Doch, diese Handlungsstränge wurden schon häufiger geäussert. Vielleicht nicht so sehr hier, aber in dem anderen Forum beispielsweise.
Bei dem Vater als Zahnarzt wird dann z.B. von einem Behandlungsfehler gemutmaßt, für den sich jemand rächen wollte.
Bei der Mutter wiederum sind es schlechten Noten, die ein "Sitzenbleiben" oder einen nicht geschafften Abschluss für jemanden zur Folge hatte.
Ich kann mir sogar vorstellen, dass Frau Liebs so welche Verdachtsmomente an die Polizei weitergegeben hat und dem nachgegangen wurde.
Aber ein (ehemaliger) Patient des Vater mit Ortskenntnissen in Paderborn? Halte ich persönlich für weniger wahrscheinlich.

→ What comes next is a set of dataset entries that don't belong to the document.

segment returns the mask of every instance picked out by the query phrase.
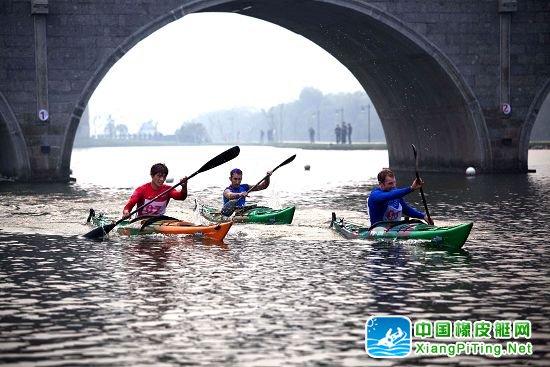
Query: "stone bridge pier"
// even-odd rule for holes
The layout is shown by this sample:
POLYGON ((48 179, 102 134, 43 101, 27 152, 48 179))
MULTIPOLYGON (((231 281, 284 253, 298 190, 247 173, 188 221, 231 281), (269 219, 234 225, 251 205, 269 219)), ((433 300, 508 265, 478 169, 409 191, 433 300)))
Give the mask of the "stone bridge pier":
POLYGON ((1 176, 67 181, 80 117, 105 74, 198 12, 263 19, 332 54, 371 97, 393 168, 414 165, 414 143, 422 170, 527 172, 550 93, 548 1, 10 0, 0 3, 1 176))

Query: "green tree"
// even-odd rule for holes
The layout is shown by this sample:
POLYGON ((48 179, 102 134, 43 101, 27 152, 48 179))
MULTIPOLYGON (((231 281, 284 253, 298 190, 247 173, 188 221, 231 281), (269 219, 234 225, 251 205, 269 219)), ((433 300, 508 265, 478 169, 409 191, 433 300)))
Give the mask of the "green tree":
POLYGON ((197 122, 183 123, 176 130, 176 137, 179 141, 190 144, 201 144, 210 141, 204 125, 197 122))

Ich sehe im Vergleich zu anderen Motiven zwei Dinge, die diese Mutmaßungen für mich eher unwahrscheinlich wirken lassen:
Zum einen kann man sie anfechten (Behandlungsfehler, schlechte Noten), man kann über sie reden und diskutieren.
Sie haben sich (wenn es sie überhaupt gab) aller Wahrscheinlichkeit nach vorab in irgendeinerweise "offenbart".
Der Behandlungsfehler vor Gericht beispielsweise, oder der frustrierte Schüler, der aufgrund seiner schlechten Noten gegen Frau Liebs "vom Leder zieht".
Sprich, für diese Verdachtsmomente hätte es aller Wahrscheinlichkeit nach in der Vergangenheit Anzeichen gegeben und man ist diesen auch nachgegangen.

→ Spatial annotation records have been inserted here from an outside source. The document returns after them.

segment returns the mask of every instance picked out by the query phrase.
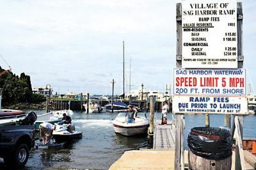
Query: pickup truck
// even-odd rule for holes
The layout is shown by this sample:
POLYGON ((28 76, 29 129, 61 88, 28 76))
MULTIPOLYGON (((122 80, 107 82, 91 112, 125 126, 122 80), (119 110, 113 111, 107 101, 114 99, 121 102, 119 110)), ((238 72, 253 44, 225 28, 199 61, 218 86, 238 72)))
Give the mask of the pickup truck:
POLYGON ((15 124, 0 125, 0 157, 8 167, 22 167, 28 161, 29 151, 35 145, 35 125, 32 122, 36 115, 34 114, 29 113, 15 124))

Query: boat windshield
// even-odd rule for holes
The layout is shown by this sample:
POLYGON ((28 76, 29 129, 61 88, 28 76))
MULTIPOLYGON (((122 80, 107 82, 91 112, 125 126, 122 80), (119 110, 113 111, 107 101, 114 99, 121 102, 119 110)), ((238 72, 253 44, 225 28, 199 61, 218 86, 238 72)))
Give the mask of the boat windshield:
POLYGON ((120 112, 117 115, 118 117, 125 117, 126 116, 126 112, 120 112))
POLYGON ((145 113, 143 112, 138 112, 137 113, 137 117, 140 117, 140 118, 147 118, 147 115, 145 113))

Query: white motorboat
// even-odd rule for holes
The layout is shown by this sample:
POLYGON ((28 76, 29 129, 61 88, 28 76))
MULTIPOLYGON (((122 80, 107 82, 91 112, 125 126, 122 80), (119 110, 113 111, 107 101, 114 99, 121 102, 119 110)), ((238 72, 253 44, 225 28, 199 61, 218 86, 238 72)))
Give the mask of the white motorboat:
POLYGON ((73 132, 68 131, 67 124, 55 124, 55 127, 52 133, 53 137, 57 141, 67 141, 74 139, 81 138, 83 135, 81 132, 76 131, 75 125, 73 125, 73 132))
POLYGON ((37 115, 37 120, 35 122, 36 129, 38 129, 39 125, 44 122, 47 122, 53 125, 59 122, 63 118, 63 114, 68 116, 72 116, 74 112, 71 110, 61 110, 51 111, 43 115, 37 115))
MULTIPOLYGON (((112 111, 112 104, 111 103, 105 106, 106 111, 112 111)), ((125 112, 128 109, 128 105, 122 102, 113 102, 113 112, 125 112)))
POLYGON ((128 123, 127 114, 119 113, 113 120, 114 129, 116 133, 124 136, 133 136, 146 133, 149 121, 145 113, 137 113, 134 123, 128 123))
MULTIPOLYGON (((83 104, 85 111, 87 111, 87 103, 83 104)), ((100 113, 102 111, 102 108, 96 100, 90 100, 89 101, 89 113, 100 113)))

Wohingegen die Ungerechtigkeit, von der du sprichst und die man wahrscheinlich empfindet, angesichts eines Selbstmordes oder einer verschmähten Liebe, ungleich höher sein müsste.
Gefühle wie Ohnmacht, Wut, Trauer, Eifersucht und Neid, die dabei entstehen, werden eher für sich selbst behalten. Sie bleiben eher im Verborgenen, man spricht mit anderen nicht über sie.
Das Motiv schlechte Noten bietet für mich "zu wenig Drama".

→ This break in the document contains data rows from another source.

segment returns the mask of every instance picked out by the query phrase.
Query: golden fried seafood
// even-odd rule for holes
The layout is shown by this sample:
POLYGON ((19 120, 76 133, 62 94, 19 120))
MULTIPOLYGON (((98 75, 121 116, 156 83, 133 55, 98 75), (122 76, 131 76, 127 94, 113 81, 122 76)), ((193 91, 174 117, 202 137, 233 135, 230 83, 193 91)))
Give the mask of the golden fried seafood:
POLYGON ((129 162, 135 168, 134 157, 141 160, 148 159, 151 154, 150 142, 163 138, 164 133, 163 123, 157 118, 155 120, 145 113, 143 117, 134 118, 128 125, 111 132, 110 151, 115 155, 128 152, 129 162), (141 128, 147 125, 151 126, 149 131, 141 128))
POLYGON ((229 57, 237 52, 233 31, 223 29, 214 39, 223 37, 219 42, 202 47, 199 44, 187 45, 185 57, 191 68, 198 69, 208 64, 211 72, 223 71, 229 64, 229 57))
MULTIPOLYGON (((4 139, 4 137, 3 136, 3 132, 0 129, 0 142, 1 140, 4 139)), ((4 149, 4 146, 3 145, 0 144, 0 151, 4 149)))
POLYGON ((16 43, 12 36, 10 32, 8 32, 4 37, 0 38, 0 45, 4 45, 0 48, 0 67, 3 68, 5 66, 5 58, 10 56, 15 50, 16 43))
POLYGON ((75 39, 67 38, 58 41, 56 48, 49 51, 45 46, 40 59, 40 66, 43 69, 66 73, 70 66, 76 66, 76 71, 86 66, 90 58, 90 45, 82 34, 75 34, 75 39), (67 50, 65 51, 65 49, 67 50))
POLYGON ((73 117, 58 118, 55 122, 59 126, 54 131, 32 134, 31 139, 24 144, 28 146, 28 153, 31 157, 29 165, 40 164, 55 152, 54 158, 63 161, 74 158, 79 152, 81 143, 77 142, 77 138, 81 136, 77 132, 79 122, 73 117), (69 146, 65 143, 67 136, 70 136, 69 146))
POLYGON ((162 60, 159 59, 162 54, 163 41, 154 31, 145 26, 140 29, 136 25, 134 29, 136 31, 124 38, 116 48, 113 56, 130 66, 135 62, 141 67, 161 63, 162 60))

Re: MORDFALL LIEBS -- Diskussion

von Wiesenblume » Donnerstag, 29. Januar 2026, 18:58:54

Noch etwas anderes. Der Heimat Filmer Detlef Lohse hat vor 12 Tagen einen neuen Beitrag bei youtube eingestellt, wie die Paderborner Fischteiche wieder mit Wasser gefüllt werden. Es wurden verschiedene Reperaturarbeiten vorher unternommen, bevor die Teiche wieder mit Wasser gefüllt wurden. --- Man hätte dabei ja die Handtasche finden können, die User.... hier erwähnte. Scheint aber nichts Verdächtiges im Areal der Arbeiten rum gelegen zu haben. Zu mindestens wurde nichts derartiges erwähnt.